[Book Review] First Book Dedicated to Shelters is a Gorgeous, Informative View of the AT and its History
Author: Sarah Jones Decker
Publisher: Rizzoli International, 304 pages with color and black-and-white photos
Where to buy: Available through Amazon, and autographed copies are available from sarahjonesdecker.com.
Since the Appalachian Trail (version 1.0) was first completed in 1937, there have been scores, even hundreds, of guidebooks, memoirs, coffee-table books, and even illustrated children’s books published about the trail.
So kudos to anyone who comes up with a new idea that’s not just original, but necessary, which is exactly what AT thru-hiker (class of ’08), photographer, writer, mother, and farmer Sarah Jones Decker has done with her deeply appealing, highly informative new photographic survey of shelters.
Although it’s fair to describe The Appalachian Trail: Backcountry Shelters, Lean-Tos, and Huts as a coffee-table book, if you are at all interested in the trail, it’s never going to be one of those attractive, oversized volumes gathering dust in a corner of your house. Infused with the spirit of the trail on every page, the book serves as everything from a kind of magic carpet for AT veterans missing the trail to a genuinely useful introduction for newcomers to North America’s most famous long trail.
Jones Decker and her small stable of photographers provide gorgeous portraits of all 276 shelters (known in places as lean-tos or huts) recognized by the Appalachian Trail Conservancy, as well as a few unofficial structures, such as the two on the Approach Trail from Amicalola Falls State Park to Springer Mountain in Georgia. Each is accompanied by a brief description and a nifty, easy-to-read graphic with information about capacity, elevation, location on the trail, water availability, history, and more.
Scattered throughout the book are short chapters about everything from the trail’s history to bears, caretakers, privies, Leave No Trace principles, and even one dedicated to retired, lost, destroyed, or stolen (yes, stolen) shelters, Jones Decker’s “Shelter Graveyard.” There are also tons of photos of the trail’s countless breathtaking vistas, fascinating historical shots, and genuinely cool state-by-state maps.
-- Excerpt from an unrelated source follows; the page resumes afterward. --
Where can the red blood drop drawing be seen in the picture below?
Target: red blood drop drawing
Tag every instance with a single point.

Jones Decker first set foot on the AT at age 16 with her grandfather, Clint Jones, who took her on an expedition to Lakes of the Clouds Hut in New Hampshire’s rugged White Mountains. That’s when she met a thru-hiker named Lorax, who sent her his Katahdin summit photo a few months later.
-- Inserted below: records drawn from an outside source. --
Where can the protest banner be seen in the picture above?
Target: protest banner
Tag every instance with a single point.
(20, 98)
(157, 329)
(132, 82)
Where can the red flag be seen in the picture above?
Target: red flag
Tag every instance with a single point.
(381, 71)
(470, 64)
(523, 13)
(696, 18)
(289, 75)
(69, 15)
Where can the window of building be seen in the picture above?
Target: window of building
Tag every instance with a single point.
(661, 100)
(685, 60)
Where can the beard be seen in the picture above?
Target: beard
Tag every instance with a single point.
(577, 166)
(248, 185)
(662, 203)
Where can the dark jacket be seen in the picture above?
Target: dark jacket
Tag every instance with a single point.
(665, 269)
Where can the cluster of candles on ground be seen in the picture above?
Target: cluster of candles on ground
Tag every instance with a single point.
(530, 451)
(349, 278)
“And, just like that, I was hooked,” Jones Decker writes. “Eleven years later, in 2008, I thru-hiked from Georgia to Maine myself with my friend Kris ‘Scout’ Powers after we both finished graduate school.”
By the time they reached Lakes of the Clouds on her hike, the hut was closed, so they holed up in the infamous “dungeon” underneath, “as we listened to the wind howl outside.”
Jones Decker offhandedly mentioned to a hiker friend that someone should do a photo book about shelters, but waited until her 10th “trailversary” to get started. Over a two-year period, she hiked in to countless shelters, sometimes with her infant daughter (to whom the book is dedicated) Josephine in tow, snapping shots in every season. She recruited a dozen or so shutter-happy friends to fill in any blanks.
It’s worth noting that the roster of shelters is in constant flux, for various reasons–trail relocation, dilapidation, retirement, in one strange case, theft. As Decker writes, the book is a “time capsule of the AT as it stood in 2018-2019,” during which four shelters were removed or closed.
“It was fantastic being out on the trail. I re-hiked hundreds of miles in all 14 states with my husband, family, and friends,” she writes. “It was truly an honor to put all of this information in one place and share it with the trail community I love so much.”
That love shines out from every page of this book. Since receiving the book in the mail, I’ve spent countless hours poring over it, highlighting (sorry, Sarah!) shelters where I stayed, noting others where I took a nap or stopped for water, and mostly just reminiscing. My copy already has coffee stains and I’ve hauled it around with me like a bible. It’s just one of those books I want to spend a lot of time with.
Even if you haven’t yet hiked on the AT, I highly recommend the book. Cumulatively, the photos, essays, graphics, and maps come together for a surprisingly comprehensive portrait of what it’s like to be on the trail. Future hikers who study the book will have all kinds of fun and funky details with which to regale their fellows on trail. A few examples:
- Local lore says that the ghost of Emmet “Ottie” Cline Powell, a boy who disappeared while gathering firewood in 1891, haunts Punchbowl Shelter in Virginia.
- 501 Shelter in Pennsylvania, Partnership Shelter in Virginia, and RPH Shelter in New York are much loved by hikers because local restaurants will deliver food.
- The “Your Move” privy at Piazza Rock Lean-to in Maine is a two-holer with a cribbage board between the seats, for those brave enough to share the experience.
Don’t expect a complete guidebook, but Sarah Jones Decker has packed it with plenty of information to inspire both fond memories and bold dreams.